Example: Feed rendering

// Bad: Render all 1000 posts
{posts.map(post => <Post key={post.id} post={post} />)}

// Good: Virtual scrolling
<VirtualList
  items={posts}
  height={window.innerHeight}
  itemHeight={200}
  renderItem={post => <Post post={post} />}
/>

Nostr-Specific Considerations

Challenge 1: Multi-Relay Query Latency

The problem: Querying 10 relays in parallel means waiting for the slowest one. [Data:23] Only 639 relays online globally, with varying performance.

Current failures:

  • App waits for all relays before showing any content
  • One slow/dead relay blocks entire feed load
  • No progressive display as results arrive
  • Users see blank screen or spinner for 5-10 seconds
  • [Data:24] Clients can open “hundreds of WebSocket connections simultaneously” causing performance overhead
  • [Research:48] Academic research: “Replication of posts across relays enhances censorship-resistance but introduces significant overhead”

Solutions:

Pattern A: Race-based loading

// Show content as soon as ANY relay responds
const posts = []
const relayPromises = relays.map(relay =>
  relay.query(filter).then(events => {
    posts.push(...events)
    renderPosts(posts) // Update UI immediately
  })
)

// Don't wait for all - update progressively

Pattern B: Timeout with fallback

const FAST_RELAY_TIMEOUT = 1000 // 1s
const SLOW_RELAY_TIMEOUT = 5000 // 5s

// Query fast relays first
const fastResults = await Promise.race([
  queryFastRelays(filter),
  delay(FAST_RELAY_TIMEOUT)
])

renderPosts(fastResults) // Show immediately

// Continue querying slow relays in background
querySlowRelays(filter).then(slowResults => {
  mergePosts(fastResults, slowResults)
  renderPosts(allPosts)
})

Pattern C: Relay performance tracking

// Track relay latency over time
interface RelayStats {
  avgLatency: number
  successRate: number
  lastSuccess: timestamp
}

// Query fastest relays first, slowest last
const sortedRelays = relays.sort((a, b) =>
  stats[a.url].avgLatency - stats[b.url].avgLatency
)

Challenge 2: Event Signature Verification Overhead

The problem: Cryptographic signature verification is CPU-intensive.

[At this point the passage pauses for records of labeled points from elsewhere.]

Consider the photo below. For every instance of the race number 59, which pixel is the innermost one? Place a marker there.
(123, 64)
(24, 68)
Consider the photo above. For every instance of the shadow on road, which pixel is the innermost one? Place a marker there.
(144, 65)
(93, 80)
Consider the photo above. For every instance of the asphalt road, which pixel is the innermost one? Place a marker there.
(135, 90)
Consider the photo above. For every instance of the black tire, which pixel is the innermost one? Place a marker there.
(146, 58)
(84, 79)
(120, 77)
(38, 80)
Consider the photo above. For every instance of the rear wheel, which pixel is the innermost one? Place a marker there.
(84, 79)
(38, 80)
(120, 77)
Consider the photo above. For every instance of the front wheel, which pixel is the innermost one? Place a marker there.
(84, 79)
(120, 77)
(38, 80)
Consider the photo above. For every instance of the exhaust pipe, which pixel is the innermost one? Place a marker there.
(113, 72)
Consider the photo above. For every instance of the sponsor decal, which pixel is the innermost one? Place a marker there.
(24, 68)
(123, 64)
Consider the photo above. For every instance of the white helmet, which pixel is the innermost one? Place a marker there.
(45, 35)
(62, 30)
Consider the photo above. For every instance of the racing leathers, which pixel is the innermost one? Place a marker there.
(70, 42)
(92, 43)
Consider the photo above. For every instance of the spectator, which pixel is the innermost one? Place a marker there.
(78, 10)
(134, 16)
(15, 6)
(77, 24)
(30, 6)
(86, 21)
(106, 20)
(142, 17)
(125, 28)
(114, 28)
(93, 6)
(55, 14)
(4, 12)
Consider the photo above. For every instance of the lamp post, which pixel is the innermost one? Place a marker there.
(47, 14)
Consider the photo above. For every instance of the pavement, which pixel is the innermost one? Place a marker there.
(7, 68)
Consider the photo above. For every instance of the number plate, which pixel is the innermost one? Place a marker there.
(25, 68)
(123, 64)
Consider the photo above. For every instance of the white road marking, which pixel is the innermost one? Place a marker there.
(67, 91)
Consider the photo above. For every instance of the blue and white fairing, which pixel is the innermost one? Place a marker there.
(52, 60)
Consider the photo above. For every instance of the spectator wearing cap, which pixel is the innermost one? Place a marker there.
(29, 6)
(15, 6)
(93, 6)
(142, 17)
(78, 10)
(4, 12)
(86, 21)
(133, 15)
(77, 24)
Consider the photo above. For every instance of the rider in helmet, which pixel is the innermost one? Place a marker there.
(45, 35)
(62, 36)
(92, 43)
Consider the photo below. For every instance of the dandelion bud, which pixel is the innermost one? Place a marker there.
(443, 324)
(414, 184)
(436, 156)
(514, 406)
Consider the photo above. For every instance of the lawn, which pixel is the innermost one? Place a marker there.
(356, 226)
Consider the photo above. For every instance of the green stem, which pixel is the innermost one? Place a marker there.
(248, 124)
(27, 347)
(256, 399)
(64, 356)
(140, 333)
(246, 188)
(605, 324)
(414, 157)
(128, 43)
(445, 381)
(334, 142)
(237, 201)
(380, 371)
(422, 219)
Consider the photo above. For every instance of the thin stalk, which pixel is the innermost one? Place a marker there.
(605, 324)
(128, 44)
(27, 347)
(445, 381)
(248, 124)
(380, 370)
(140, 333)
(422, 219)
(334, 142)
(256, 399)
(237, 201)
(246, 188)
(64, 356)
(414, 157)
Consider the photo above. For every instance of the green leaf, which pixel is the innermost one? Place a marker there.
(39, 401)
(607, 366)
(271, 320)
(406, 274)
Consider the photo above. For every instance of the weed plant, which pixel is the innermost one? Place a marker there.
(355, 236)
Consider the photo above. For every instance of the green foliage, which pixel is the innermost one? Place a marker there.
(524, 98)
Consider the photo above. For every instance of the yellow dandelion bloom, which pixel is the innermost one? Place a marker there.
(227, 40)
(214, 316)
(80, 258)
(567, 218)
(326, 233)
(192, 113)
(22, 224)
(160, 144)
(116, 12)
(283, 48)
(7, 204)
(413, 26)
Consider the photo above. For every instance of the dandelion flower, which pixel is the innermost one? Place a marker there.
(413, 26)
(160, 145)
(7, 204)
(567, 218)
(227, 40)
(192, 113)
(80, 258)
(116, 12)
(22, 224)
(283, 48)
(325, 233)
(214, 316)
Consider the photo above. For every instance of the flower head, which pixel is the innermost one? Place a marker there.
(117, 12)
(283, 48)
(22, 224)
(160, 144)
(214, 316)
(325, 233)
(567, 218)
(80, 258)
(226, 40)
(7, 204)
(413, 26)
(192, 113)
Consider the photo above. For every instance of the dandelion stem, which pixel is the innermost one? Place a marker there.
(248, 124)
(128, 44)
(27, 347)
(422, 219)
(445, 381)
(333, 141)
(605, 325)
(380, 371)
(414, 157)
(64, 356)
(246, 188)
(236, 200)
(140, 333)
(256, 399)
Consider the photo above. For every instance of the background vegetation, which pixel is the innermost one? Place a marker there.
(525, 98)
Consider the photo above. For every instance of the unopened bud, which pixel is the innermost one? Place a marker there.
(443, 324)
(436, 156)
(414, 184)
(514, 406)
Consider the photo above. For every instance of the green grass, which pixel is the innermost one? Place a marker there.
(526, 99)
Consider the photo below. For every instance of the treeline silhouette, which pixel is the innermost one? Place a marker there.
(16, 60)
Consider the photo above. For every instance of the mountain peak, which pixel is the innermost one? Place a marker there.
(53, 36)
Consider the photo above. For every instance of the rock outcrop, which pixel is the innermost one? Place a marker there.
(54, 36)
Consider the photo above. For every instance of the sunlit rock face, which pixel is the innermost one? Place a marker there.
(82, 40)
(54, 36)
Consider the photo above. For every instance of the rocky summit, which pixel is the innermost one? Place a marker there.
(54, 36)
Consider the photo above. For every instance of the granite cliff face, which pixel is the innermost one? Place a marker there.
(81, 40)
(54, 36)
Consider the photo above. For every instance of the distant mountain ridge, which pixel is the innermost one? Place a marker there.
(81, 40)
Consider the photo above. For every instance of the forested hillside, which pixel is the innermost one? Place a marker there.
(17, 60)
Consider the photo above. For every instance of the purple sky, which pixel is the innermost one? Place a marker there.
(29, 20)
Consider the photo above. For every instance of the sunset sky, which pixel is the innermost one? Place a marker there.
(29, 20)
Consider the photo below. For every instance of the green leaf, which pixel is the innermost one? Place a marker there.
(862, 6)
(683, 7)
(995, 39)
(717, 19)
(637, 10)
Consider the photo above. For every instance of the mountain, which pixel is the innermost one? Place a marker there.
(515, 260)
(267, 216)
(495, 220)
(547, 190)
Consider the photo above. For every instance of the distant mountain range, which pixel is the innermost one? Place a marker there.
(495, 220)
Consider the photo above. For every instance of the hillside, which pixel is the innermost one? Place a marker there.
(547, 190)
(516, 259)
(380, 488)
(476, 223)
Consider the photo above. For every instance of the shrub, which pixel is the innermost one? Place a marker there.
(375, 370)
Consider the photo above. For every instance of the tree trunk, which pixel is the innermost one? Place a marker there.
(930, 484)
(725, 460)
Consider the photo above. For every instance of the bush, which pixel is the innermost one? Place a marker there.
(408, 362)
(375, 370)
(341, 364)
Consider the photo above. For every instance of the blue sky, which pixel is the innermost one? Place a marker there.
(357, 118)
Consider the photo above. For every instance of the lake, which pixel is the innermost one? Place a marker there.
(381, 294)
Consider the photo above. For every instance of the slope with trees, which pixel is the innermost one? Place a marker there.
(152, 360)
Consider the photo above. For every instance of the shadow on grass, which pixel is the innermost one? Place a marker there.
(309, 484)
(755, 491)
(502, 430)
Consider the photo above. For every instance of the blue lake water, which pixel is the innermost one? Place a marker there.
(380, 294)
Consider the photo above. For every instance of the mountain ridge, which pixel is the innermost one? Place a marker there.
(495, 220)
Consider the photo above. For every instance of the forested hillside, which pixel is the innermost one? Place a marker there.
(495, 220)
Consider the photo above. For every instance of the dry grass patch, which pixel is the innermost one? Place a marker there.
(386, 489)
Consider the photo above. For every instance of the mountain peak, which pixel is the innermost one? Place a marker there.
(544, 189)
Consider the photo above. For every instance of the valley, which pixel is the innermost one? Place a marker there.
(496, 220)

Current approach: Verify every event signature synchronously on arrival.

Performance impact:

  • Blocks UI thread
  • ~1-5ms per event verification
  • 100 events = 100-500ms of blocking

Critical security vs performance trade-off: [Data:25] Black Hat USA 2025 research found several clients (Damus, Iris, FreeFrom, Plebstr past versions) omit signature verification entirely to improve speed. Recommendation: Enforce mandatory verification in NIP-01, but use Web Workers to avoid blocking.

Solutions:

Pattern A: Web Workers for verification

// Offload verification to background thread
const verificationWorker = new Worker('verify-worker.js')

verificationWorker.postMessage({ events })

verificationWorker.onmessage = ({ data: { verified, invalid } }) => {
  renderPosts(verified)
  logInvalid(invalid)
}

Pattern B: Lazy verification

// Verify on-demand, not upfront
function renderPost(event) {
  // Show immediately with "Verifying..." badge
  const verified = verifyLazily(event)

  if (!verified) {
    hidePost(event) // Remove if invalid
    showWarning("Invalid signature detected")
  }
}

Pattern C: Trust-based verification

// Skip verification for trusted sources
const trustedPubkeys = getUserFollows() // WoT

if (trustedPubkeys.includes(event.pubkey)) {
  return event // Skip verification
} else {
  return verifyEvent(event) // Verify unknown sources
}

Challenge 3: Caching Strategy for Nostr Data

The problem: No built-in caching in Nostr protocol.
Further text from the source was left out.